2012 Chef of the Year Alyn Williams takes a (very) brief breather from his hectic schedule for a catch-up with Fed Up & Drunk…

Your menus display a great sense of imagination. Where do you get your inspiration and ideas from? Do you ever experience creative blocks?
I like to look at dishes from different angles. Some of our dishes are playful, with nostalgic references like the walnut whip or the tom yum prawn crackers. Others are more serious with a focus on different techniques. Flavour, seasonality and provenance are at the centre of all of our dishes.

I am quite creative and inquisitive, as is Richard, my sous chef, so between us we keep the menus evolving. Sometimes you have flashes of creativity and at other times, inspiration is a little slower to arrive.

How has the style or concept of your food changed and evolved over the years, if at all?
As a chef I think your food is always evolving fractionally on a daily basis; every time you change a dish, you are travelling somewhere. The world of information has also become so large and fast-paced that we are seeing what other chefs are developing so much quicker, and often that can feed into your own ideas and direction you want to take your food in.

You’ve worked with your fair share of influential chefs. Is there anyone who has really left their mark on you?
I think out of all of them I would have to say Mark Askew. He was Gordon’s executive chef while I was sous chef at Restaurant Gordon Ramsay in Chelsea. His eye for detail was phenomenal; he would spot the slightest mistake from a hundred yards. He left a great impression on me.

CHEFstock, where you collaborated with various chefs to create some exciting menus, was a resounding success.
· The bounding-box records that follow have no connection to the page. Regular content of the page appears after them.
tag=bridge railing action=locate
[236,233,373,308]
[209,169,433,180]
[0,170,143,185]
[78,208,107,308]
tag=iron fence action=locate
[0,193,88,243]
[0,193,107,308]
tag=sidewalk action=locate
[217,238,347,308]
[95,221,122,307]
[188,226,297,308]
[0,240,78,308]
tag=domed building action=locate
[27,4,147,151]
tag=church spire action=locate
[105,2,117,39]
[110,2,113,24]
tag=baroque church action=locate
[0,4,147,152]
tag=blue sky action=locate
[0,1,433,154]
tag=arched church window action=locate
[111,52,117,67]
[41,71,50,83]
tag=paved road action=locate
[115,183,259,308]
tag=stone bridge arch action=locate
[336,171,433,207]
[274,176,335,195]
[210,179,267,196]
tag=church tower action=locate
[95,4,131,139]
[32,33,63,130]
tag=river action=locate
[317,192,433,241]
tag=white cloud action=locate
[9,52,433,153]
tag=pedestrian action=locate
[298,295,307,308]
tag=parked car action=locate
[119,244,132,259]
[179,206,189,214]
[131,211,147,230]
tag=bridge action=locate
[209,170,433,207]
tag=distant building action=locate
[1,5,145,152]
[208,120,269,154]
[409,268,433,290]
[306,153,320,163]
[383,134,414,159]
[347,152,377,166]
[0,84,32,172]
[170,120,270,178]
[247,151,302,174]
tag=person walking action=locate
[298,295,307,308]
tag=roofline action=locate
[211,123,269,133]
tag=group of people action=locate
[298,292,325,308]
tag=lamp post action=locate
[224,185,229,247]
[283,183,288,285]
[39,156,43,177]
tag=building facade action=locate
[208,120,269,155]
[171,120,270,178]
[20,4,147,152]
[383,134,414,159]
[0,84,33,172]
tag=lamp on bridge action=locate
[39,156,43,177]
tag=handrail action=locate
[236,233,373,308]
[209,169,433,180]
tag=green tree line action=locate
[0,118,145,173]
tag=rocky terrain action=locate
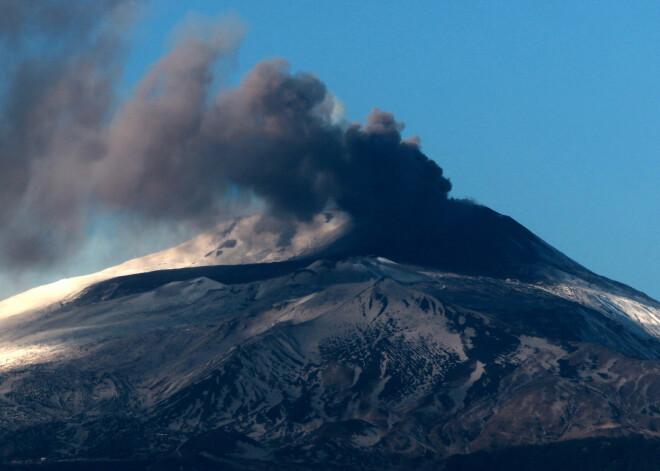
[0,208,660,469]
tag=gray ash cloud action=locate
[0,1,451,272]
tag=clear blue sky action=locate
[2,0,660,299]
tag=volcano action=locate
[0,205,660,470]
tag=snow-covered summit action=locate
[0,212,350,319]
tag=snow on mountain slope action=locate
[0,257,660,469]
[0,212,350,319]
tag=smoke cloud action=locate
[0,4,451,272]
How did the preparations go? Had it been a long time in the making?
We decided on the CHEFstock idea about a year ago. I drew up a wish-list of all the chefs that I was keen to involve and I have to say that I was pleasantly surprised and very humbled when the first four came back with a yes! The guest chefs were in the driving seat with the menus as it’s mostly about them being able to show our guests what they do. I worked my own dishes around them to complement them as best I can which, hopefully, resulted in nice, harmonious menus.

Was there anyone you were particularly excited to work with during the course of the event?
I was equally as excited about working with all of them. It was very humbling for me to have such great talented chefs coming to work in my kitchen. I’ve known Sat [Baines], Simon [Rogan] and Iggy [Chan] for a number of years, so I was particularly interested to meet and work alongside Bart. I hadn’t met him before but have been aware of him and his successful restaurant in Belgium for a couple of years now.
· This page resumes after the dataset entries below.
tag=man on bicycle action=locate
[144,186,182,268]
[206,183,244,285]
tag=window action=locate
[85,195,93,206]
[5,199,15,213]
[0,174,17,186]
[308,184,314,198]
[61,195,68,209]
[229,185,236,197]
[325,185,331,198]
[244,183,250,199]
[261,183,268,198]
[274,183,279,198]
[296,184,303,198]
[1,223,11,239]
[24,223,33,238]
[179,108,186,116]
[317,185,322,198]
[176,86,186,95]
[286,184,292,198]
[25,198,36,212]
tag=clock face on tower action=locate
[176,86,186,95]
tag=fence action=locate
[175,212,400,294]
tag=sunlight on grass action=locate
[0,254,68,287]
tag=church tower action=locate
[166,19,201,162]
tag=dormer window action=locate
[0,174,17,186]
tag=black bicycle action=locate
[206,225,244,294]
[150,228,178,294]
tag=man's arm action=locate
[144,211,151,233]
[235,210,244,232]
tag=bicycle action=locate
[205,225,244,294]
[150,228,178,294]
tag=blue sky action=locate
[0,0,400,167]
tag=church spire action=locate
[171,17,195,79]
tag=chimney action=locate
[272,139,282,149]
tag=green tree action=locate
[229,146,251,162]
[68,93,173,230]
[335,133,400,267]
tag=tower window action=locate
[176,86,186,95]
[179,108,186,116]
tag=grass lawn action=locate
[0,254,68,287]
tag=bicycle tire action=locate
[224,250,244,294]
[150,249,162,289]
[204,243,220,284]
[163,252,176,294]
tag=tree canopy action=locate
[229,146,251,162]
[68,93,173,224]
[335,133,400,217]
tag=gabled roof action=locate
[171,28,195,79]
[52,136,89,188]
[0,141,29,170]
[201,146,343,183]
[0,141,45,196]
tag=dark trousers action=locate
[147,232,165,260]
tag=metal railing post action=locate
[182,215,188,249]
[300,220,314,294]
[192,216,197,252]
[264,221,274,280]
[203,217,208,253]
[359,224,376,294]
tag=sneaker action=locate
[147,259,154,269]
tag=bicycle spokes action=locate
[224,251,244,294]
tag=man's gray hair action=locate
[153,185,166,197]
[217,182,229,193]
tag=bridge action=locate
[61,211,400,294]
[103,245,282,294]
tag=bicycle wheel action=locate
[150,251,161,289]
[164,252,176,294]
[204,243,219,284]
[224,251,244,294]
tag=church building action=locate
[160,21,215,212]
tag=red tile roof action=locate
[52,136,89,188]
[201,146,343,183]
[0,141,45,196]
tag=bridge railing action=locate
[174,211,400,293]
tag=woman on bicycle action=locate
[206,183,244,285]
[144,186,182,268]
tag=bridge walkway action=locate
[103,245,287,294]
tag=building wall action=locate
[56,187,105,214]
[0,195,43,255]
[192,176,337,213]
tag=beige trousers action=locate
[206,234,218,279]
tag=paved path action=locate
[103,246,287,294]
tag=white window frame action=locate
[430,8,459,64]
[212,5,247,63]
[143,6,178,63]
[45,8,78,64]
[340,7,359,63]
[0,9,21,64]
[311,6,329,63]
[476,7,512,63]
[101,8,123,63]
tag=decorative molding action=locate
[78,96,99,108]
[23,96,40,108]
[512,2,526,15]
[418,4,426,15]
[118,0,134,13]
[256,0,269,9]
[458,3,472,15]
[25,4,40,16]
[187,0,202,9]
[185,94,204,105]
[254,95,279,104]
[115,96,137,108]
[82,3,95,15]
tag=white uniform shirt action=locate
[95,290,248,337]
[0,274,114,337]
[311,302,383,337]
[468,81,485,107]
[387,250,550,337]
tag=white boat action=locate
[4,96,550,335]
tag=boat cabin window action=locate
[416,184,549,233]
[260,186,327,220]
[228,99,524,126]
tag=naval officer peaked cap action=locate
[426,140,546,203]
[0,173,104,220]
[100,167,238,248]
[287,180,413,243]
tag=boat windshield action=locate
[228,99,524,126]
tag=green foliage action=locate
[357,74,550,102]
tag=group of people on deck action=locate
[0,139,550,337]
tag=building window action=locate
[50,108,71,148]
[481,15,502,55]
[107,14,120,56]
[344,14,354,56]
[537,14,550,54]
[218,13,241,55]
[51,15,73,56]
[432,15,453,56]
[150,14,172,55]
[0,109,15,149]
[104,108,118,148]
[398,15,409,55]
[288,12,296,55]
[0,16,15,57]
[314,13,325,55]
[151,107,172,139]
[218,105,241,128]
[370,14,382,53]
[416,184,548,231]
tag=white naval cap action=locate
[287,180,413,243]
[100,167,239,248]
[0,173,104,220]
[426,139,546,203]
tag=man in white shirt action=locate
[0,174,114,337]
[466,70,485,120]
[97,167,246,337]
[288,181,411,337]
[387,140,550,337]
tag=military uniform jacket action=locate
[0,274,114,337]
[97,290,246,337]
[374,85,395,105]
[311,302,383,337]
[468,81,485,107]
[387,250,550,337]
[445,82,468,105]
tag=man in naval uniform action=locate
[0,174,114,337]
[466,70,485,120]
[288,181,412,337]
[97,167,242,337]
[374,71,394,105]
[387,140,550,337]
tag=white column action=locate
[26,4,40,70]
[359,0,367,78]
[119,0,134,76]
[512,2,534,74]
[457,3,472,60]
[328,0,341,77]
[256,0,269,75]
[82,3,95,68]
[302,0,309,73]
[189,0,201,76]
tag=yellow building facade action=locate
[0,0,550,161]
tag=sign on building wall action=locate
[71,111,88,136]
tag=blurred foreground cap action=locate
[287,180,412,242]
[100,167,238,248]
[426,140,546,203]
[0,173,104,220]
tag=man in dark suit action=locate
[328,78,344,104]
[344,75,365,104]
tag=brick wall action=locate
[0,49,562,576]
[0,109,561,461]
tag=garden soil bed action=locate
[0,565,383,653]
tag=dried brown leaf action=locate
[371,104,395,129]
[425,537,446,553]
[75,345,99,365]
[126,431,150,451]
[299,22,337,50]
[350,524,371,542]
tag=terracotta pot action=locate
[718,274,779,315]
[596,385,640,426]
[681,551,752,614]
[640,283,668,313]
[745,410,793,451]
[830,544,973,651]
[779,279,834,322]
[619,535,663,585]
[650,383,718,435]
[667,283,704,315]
You had a very successful year last year, winning ‘National Chef of the Year’, making the top 15 in the UK’s 100 Best Restaurants, and earning three AA rosettes and a Michelin star. How did it feel to finally reach this level of success after so many years of hard work?
It is a great feeling each time we receive an award. They are always a real team effort, and we all felt proud of our achievements last year. I know that it will be difficult to get to our next set of goals, but at least we are now on the road!

So, what’s next on the agenda – do you still have any goals left to achieve?
There are always goals. We are still under two years old as a restaurant so it would be lovely to improve in almost every area. I’d like to think that we are still in our formative period here and that the food will continue to evolve and improve. I have a great team both in the kitchen and front of house. With a good team you can set your sights higher.
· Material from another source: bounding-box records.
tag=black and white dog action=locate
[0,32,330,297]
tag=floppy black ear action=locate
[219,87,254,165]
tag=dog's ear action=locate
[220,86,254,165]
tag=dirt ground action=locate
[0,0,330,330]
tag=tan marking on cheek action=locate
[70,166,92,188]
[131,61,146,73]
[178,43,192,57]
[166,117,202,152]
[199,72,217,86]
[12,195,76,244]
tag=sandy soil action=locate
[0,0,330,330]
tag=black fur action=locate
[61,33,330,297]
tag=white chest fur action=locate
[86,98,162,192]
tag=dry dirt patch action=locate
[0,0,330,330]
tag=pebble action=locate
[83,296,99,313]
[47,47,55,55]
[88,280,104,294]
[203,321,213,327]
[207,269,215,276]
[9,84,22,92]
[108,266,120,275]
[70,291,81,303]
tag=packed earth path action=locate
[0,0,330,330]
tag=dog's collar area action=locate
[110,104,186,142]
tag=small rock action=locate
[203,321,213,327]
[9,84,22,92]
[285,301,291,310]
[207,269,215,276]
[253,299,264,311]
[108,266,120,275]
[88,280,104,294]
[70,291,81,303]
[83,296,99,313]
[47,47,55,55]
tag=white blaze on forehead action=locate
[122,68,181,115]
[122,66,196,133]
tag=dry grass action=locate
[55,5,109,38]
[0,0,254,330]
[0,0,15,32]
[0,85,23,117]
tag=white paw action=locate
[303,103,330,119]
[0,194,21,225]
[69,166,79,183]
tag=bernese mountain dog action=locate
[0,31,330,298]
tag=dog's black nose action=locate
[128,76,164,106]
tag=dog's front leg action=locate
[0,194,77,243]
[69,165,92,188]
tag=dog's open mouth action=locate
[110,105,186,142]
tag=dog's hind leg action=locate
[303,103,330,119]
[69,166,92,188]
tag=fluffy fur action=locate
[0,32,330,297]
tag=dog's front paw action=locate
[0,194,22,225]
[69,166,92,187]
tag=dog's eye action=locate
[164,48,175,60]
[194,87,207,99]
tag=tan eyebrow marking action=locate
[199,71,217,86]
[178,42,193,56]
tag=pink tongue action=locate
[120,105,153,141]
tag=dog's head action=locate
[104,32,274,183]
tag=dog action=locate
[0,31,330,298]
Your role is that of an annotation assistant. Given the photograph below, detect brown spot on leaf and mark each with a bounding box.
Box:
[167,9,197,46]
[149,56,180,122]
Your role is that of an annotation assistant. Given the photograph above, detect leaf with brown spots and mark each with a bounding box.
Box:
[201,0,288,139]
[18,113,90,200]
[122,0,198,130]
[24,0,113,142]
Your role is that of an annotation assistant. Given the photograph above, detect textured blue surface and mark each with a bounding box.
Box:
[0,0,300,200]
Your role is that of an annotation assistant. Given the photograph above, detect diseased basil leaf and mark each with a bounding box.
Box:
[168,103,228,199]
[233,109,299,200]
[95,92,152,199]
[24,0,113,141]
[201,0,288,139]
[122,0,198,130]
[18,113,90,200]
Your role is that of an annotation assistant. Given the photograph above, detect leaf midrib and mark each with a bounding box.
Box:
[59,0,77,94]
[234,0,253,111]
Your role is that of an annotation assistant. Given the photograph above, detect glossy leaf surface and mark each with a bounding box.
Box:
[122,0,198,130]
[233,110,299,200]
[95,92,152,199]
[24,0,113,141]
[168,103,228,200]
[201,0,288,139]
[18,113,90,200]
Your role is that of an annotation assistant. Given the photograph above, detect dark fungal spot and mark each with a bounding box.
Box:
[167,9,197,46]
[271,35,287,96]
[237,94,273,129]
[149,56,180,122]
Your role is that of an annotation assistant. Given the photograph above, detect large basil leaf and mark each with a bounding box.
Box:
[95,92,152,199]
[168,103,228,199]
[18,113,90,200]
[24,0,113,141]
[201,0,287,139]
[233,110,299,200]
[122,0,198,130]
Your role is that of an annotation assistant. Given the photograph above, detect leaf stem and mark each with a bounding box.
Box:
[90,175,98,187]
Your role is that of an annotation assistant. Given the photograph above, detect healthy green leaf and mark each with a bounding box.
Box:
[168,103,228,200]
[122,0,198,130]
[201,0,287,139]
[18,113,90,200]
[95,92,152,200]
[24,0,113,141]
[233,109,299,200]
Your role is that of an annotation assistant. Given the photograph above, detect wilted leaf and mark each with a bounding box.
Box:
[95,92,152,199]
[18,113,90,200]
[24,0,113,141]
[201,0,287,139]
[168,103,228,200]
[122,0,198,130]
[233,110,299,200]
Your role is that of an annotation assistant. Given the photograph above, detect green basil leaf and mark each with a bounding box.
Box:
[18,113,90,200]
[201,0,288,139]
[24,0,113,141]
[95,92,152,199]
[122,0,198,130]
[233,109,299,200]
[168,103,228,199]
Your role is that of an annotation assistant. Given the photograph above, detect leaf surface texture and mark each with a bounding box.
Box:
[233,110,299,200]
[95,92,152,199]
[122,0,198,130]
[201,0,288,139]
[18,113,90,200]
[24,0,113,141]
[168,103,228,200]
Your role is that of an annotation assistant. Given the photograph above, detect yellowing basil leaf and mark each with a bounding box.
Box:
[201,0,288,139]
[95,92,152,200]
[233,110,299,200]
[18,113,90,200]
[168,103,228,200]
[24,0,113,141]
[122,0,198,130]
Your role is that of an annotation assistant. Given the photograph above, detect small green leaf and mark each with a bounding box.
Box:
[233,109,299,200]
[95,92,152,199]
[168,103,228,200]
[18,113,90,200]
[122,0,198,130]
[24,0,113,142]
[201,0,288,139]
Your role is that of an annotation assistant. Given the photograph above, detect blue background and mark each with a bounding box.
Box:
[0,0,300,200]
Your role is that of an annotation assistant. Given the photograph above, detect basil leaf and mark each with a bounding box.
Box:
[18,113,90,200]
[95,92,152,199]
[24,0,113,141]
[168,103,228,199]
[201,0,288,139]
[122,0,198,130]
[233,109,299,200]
Have your career goals changed over the years?
I’ve always been ambitious but I’ve realised that you need to set yourself short-term achievable goals to finally reach where you want to end up. I have quite a few more stages to reach before I am properly happy with what I have done.

Are you still quite hands-on at your restaurant, or have you been able to transfer the reins and take more of a backseat in order to focus on other projects?  
I’m in the kitchen and on the pass more or less every day, six days a week. I do have other projects going on but I won’t take on so much that I can’t focus on The Westbury. I’ve already said that I have a good team and a fantastic sous chef but I don’t plan on taking a backseat any time soon.

After a busy week at the restaurant, do you still enjoy cooking at home or do you prefer to stay out of the kitchen?
Sunday is family day. I have two young sons so we try to do lots on my day off. After the dreaded homework we usually go to the cinema or play football and cricket in the park. My wife also needs my attention. So I don’t tend to do a lot of cooking at home.

Do you eat out often? What are your favourite restaurants at the moment? 
We usually eat out as a family on Sunday. It tends to be a good pizza or something quite casual. We all enjoy Indian food, so Sunday evening usually involves a trip to a nice Indian restaurant. I try to get out to eat once a month to try other restaurants in London. I have my favourites, amongst them.